En 1948, un juge espagnol prononça un jugement de faillite à l’égard de la Barcelona
Traction, qui était, à l’époque, la plus importante entreprise d’électricité d’Espagne Cette société, constituée selon le droit canadien, comportait, cependant, une majorité d’actionnaires belges. Aussi, la Belgique crut devoir défendre les intérêts de ses ressortissants. Elle intervint, ainsi, auprès des autorités espagnoles. Devant l’échec de ces négociations, la Belgique porta l’affaire devant la Cour Internationale de Justice, mais de nouvelles négociations étant entreprises, la Belgique se désista en 1961. Les négociations n’ayant pas abouti, la Belgique saisit, à nouveau, la Cour, en 1962. Dans l’arrêt au fond (arrêt portant sur la substance de l’affaire et non sur les problèmes de compétences et de procédure), la CIJ, examinant les systèmes de droit interne, reconnaissant la société anonyme, remarque qu’il faut distinguer deux entités séparées : la société et l’actionnaire, chacune dotée de droits distincts. Or, dans cette affaire, la Société était canadienne et les actionnaires, pour lesquels la Belgique entendait agir, étaient belges. Mais, les actes dommageables, imputables à l’Espagne, visaient les droits de la société et non les droits propres des actionnaires. Ceux-ci voyaient seulement leurs intérêts affectés. Cela ne justifiait donc pas la réclamation de la Belgique, dès lors que la Société existait toujours et que le Canada pouvait, ainsi, prendre fait et cause pour elle. Dans ces conditions, la Cour contesta à la Belgique la qualité pour agir et rejeta sa requête.
Apport de l’arrêt :
- Exercer la protection diplomatique est une compétence discrétionnaire de l’Etat.

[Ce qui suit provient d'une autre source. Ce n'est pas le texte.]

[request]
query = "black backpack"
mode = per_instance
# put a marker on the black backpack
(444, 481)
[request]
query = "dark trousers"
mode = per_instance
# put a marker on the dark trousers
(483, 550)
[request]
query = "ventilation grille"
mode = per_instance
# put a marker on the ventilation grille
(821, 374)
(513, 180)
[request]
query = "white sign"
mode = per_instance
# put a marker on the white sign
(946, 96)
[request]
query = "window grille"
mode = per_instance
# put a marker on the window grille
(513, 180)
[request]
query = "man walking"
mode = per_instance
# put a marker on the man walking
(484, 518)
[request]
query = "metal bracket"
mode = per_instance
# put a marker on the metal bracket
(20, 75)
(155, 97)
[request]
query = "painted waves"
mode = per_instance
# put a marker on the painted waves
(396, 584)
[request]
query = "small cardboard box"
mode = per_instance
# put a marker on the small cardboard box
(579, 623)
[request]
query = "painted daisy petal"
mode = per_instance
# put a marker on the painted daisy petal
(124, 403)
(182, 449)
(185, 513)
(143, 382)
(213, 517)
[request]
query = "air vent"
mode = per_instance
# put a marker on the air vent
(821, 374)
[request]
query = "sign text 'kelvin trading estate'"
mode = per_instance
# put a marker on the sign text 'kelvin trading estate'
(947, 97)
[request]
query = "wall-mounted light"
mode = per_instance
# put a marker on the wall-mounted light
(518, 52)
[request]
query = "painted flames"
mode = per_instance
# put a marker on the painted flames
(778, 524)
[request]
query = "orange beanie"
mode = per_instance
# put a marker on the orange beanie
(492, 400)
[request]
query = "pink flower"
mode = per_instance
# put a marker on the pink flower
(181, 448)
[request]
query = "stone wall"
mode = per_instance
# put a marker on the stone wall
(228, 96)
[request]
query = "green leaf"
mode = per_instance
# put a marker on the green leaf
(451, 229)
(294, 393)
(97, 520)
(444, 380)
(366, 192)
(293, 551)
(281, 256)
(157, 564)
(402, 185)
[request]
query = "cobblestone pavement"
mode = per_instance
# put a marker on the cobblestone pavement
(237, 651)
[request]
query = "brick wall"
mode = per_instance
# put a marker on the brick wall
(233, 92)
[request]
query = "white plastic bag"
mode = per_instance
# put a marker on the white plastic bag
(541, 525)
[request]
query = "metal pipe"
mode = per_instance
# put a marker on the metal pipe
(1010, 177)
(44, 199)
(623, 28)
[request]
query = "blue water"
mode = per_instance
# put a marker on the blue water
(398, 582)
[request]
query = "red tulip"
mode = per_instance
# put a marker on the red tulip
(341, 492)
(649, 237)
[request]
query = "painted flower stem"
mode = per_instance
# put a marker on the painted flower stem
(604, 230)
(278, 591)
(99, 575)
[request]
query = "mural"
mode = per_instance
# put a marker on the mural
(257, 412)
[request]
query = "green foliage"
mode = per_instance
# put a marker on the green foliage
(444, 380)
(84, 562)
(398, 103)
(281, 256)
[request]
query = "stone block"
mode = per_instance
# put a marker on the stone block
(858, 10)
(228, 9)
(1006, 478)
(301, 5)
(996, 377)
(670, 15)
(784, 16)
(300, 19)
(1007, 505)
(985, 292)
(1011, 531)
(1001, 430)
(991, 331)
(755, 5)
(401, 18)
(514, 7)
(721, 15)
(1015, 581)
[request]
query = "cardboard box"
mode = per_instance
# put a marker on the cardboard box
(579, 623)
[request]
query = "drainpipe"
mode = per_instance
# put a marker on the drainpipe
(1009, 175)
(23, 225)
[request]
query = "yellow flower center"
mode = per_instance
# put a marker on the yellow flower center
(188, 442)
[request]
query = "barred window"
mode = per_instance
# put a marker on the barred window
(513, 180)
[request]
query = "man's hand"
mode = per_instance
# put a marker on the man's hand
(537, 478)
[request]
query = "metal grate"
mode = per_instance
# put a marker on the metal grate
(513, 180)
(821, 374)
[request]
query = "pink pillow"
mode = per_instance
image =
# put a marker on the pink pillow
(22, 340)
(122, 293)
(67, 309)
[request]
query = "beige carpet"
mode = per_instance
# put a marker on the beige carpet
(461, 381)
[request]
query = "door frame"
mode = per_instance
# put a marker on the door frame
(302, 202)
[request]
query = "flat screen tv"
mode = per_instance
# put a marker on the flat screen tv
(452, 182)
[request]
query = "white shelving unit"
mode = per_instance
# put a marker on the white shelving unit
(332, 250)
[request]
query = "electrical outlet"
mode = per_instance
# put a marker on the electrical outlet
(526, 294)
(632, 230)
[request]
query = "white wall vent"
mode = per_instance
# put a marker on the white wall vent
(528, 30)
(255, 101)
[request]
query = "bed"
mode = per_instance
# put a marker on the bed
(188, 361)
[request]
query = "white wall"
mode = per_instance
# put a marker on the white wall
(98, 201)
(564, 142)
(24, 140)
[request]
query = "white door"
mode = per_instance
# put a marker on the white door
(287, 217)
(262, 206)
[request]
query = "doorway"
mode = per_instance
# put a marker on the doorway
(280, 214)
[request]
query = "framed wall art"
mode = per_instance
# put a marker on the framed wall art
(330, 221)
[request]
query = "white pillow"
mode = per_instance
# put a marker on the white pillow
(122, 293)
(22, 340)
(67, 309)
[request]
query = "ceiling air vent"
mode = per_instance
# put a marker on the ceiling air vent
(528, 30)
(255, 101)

- Définition de trois critères d’attribution de la nationalité aux personnes morales : Lieu du siège social Lieu d’incorporation Contrôle de la société Pas de préséance de principe. - Evocation des normes erga omnes (c’est-à-dire qui s’imposent à tous avec ou sans traité), notion proche du jus cogens → normes existants en dehors de la volonté des Etats. L’interdiction de l’agression, du génocide, le respect des principes fondamentaux de la personne humaine (protection contre l’esclavage et le discrimination raciale…) sont des obligations erga omnes. - La violation d’une norme erga omnes donne à tous les Etats la qualité pour agir. (C’est-à-dire la possibilité de le faire, sinon un Etat doit avoir un intérêt particulier : avoir été lésé ou qu’un de ses nationaux l’ait été → d’où l’intérêt de pouvoir déterminer quelle est la nationalité d’une personne et si cette nationalité est opposable au tiers).